Now a federal judge has ruled that the company does not have a written contract to distribute one of the most talked-about films on its fall slate, “Precious: Based on the Novel ‘Push’ by Sapphire," the Los Angeles Times is reporting.
Scheduled for release on Nov. 6, "Precious" landed in legal hot water when it was sold following the Sundance Film Festival in January.
After Lionsgate announced that it had the rights to director Lee Daniels' account of a young black woman's personal life, TWC said that it had bought the film first, but that independent film sales agent John Sloss took it to Lionsgate for a better deal.
Two days later, the two companies sued each other.

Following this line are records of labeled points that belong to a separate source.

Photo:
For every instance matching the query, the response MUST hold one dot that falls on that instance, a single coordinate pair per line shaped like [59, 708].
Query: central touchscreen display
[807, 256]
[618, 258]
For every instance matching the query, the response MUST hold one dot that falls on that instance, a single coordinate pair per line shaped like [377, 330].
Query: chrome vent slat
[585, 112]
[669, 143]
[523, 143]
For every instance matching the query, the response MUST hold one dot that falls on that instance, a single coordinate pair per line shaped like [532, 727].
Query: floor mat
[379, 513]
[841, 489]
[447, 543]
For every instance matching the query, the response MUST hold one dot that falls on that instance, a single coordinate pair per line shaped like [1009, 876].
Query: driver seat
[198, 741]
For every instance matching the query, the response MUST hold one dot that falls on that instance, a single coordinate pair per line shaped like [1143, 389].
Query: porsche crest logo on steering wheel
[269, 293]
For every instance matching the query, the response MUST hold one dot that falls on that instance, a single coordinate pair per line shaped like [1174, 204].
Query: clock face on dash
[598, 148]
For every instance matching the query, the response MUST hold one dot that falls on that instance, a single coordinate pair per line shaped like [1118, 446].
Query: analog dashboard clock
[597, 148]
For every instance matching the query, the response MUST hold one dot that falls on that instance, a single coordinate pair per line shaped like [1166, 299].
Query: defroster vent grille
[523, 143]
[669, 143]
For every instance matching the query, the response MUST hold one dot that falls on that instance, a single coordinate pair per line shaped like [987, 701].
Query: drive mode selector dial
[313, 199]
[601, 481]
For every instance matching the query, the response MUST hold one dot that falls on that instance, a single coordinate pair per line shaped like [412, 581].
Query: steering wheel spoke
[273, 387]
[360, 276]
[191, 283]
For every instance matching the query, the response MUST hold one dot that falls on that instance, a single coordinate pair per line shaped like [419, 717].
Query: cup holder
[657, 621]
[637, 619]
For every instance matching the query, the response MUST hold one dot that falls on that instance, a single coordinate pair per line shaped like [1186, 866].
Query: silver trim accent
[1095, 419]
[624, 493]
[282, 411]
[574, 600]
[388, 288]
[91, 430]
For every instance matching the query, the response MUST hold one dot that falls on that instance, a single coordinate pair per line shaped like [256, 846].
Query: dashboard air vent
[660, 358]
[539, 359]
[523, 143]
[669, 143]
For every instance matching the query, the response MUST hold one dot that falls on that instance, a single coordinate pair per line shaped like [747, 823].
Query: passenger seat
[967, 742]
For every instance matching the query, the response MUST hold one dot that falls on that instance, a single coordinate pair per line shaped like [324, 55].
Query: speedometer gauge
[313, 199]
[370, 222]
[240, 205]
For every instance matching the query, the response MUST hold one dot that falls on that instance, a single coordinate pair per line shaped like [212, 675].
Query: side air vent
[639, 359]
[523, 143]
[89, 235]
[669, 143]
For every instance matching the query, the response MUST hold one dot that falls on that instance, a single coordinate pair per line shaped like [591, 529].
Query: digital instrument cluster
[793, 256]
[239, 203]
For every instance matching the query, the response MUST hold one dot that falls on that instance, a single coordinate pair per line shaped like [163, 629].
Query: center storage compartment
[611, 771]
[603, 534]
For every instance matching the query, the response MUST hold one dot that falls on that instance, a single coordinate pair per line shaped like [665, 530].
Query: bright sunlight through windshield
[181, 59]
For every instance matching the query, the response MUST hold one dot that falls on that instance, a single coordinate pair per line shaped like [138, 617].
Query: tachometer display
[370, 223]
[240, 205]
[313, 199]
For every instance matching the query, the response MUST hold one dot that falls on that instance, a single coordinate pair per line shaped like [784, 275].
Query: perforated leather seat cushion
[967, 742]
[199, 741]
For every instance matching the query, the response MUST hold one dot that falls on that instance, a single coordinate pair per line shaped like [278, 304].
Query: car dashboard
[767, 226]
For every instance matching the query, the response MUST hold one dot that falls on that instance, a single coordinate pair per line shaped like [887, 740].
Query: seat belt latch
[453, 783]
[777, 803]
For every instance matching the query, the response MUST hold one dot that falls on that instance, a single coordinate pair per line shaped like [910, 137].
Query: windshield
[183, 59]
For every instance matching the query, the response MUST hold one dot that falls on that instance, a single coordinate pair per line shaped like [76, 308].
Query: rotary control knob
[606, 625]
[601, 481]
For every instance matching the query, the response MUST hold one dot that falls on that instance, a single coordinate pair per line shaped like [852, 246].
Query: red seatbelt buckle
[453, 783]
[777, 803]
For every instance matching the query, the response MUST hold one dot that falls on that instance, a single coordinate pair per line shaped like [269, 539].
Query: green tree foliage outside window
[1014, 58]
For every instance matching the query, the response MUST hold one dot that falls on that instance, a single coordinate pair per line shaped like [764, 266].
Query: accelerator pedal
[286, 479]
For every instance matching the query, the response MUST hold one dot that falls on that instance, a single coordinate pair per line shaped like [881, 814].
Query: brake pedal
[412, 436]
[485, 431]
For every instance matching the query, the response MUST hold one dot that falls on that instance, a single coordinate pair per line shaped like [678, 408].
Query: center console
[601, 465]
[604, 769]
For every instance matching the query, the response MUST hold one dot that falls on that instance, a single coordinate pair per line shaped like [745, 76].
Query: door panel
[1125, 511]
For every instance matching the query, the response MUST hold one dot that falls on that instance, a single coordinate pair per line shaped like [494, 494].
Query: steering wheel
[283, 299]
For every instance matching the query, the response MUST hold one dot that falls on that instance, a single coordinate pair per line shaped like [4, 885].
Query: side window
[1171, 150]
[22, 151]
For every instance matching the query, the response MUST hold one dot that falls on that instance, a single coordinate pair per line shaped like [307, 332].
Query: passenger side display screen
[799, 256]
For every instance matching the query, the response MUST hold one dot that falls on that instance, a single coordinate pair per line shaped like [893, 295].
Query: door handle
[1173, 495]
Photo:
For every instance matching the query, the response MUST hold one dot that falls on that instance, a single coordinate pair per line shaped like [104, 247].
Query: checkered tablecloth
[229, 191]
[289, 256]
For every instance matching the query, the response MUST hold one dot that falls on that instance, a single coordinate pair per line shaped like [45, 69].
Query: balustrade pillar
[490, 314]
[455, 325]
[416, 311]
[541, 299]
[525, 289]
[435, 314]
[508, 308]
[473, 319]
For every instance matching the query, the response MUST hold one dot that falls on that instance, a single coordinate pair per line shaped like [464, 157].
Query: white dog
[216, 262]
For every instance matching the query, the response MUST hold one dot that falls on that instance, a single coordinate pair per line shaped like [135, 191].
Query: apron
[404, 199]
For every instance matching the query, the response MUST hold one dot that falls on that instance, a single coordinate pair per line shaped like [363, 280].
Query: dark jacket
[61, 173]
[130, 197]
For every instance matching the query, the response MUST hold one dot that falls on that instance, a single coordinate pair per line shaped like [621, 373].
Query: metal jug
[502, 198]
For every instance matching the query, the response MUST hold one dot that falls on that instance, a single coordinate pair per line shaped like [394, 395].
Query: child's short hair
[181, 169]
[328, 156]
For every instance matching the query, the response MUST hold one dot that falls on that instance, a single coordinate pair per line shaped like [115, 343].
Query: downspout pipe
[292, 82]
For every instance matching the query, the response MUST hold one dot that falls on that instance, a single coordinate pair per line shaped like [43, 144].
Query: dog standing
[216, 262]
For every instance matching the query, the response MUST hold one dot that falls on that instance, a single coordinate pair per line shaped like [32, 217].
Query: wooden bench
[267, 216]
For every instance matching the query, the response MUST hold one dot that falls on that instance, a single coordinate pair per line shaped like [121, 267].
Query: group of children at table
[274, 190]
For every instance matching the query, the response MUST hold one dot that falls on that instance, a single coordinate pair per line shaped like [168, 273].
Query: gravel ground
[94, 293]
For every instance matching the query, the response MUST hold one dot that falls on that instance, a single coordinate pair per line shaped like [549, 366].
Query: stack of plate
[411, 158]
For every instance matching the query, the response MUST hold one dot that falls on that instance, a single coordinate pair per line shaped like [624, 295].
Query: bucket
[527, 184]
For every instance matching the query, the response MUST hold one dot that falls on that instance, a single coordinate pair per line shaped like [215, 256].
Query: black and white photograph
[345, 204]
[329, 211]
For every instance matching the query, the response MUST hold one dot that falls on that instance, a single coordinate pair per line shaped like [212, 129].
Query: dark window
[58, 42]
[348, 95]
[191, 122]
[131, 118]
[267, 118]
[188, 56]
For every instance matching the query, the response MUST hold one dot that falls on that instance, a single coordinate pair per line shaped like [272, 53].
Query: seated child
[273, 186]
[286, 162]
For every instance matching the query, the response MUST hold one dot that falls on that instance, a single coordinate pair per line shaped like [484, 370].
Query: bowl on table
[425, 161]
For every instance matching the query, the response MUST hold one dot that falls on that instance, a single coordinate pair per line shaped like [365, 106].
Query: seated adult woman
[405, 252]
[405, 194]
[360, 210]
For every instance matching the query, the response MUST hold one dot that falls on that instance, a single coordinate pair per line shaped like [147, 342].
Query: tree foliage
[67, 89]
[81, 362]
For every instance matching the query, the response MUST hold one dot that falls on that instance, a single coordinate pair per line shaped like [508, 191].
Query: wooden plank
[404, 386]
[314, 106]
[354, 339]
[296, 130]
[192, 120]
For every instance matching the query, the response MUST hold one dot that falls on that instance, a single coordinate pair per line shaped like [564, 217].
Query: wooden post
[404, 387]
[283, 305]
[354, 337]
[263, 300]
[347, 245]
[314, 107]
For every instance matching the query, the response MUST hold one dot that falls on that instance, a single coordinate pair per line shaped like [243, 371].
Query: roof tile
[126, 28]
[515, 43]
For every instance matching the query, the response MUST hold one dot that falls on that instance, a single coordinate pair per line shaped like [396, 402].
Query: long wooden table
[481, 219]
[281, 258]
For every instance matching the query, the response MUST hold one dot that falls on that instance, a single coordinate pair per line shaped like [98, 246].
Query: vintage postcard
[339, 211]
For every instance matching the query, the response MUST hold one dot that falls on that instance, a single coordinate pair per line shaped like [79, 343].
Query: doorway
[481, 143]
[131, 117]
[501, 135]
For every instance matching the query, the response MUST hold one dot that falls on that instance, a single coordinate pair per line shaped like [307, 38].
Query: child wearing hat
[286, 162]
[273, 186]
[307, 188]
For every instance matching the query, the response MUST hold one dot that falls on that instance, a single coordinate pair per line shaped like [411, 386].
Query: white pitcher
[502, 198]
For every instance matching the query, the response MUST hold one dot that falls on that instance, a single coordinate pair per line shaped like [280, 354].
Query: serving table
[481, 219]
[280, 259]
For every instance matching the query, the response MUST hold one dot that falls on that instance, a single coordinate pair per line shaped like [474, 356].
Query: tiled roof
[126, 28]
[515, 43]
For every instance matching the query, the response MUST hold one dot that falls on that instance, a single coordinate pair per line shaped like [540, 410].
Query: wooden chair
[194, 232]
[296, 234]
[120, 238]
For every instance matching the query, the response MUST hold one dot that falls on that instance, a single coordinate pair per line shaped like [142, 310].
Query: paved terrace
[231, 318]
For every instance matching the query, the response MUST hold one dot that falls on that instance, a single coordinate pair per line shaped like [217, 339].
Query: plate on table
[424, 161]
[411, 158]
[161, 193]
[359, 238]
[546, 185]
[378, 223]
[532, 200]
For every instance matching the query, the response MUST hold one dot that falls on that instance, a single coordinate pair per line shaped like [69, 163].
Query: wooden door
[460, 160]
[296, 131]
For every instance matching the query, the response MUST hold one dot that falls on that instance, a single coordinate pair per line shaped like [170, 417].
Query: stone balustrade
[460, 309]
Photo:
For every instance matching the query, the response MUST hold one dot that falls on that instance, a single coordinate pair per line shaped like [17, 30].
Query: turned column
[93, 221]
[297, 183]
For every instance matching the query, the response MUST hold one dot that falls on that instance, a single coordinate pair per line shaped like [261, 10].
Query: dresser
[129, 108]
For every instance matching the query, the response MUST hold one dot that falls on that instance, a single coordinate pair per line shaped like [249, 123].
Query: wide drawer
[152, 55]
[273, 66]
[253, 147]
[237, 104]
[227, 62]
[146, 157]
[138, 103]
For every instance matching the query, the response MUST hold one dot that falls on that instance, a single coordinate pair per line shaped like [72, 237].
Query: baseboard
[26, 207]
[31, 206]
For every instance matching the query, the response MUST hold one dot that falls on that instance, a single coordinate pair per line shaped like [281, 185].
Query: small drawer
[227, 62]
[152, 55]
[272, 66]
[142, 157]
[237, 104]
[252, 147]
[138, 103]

On Friday, U.S. District Judge Naomi Reice Buchwald dismissed one of the four lawsuits that resulted from the dispute, saying there was no written agreement between TWC and the film's producers, Smokewood Entertainment Group.
"A signed writing is required to effectuate a transfer of copyright ownership," Buchwald wrote. "To the extent that [Weinstein Co.] alleges a purely oral agreement for the exclusive licensing and distribution rights to 'Push,' that claim clearly fails as a matter of law."
E-mails between TWC and Sloss’ Cinetic Media, Buchwald said, do not suggest any intention “to enter into a preliminary binding commitment to conclude the deal. Rather, they suggest nothing more than that [Smokewood] was considering the deal on the table between the parties."
Lionsgate attorney Patricia Glaser told the Times she would inform the judges overseeing the other three cases of Buchwald's ruling.
Weinstein did have good news with the sale last week of its recent “Inglourious Basterds” to TNT. Though terms of the deal were not disclosed, it was reported that the film could have gone for around $15 million after making $110 million in U.S. box office.
The company's next release is "Nine," a musical about a film director played by Daniel Day-Lewis who faces personal crisis and womanizes a slew of ladies including Penelope Cruz and Nicole Kidman, is slated for Nov. 25.
On the same day, the company is releasing "The Road," the post-apocalyptic story of a father (Viggo Mortensen) who travels across America with his young son.
Next year's slate includes the Michael Cera picture "Youth in Revolt," "Pirahna 3D" with Elisabeth Shue and Richard Dreyfuss and "Shanghai" with John Cusack.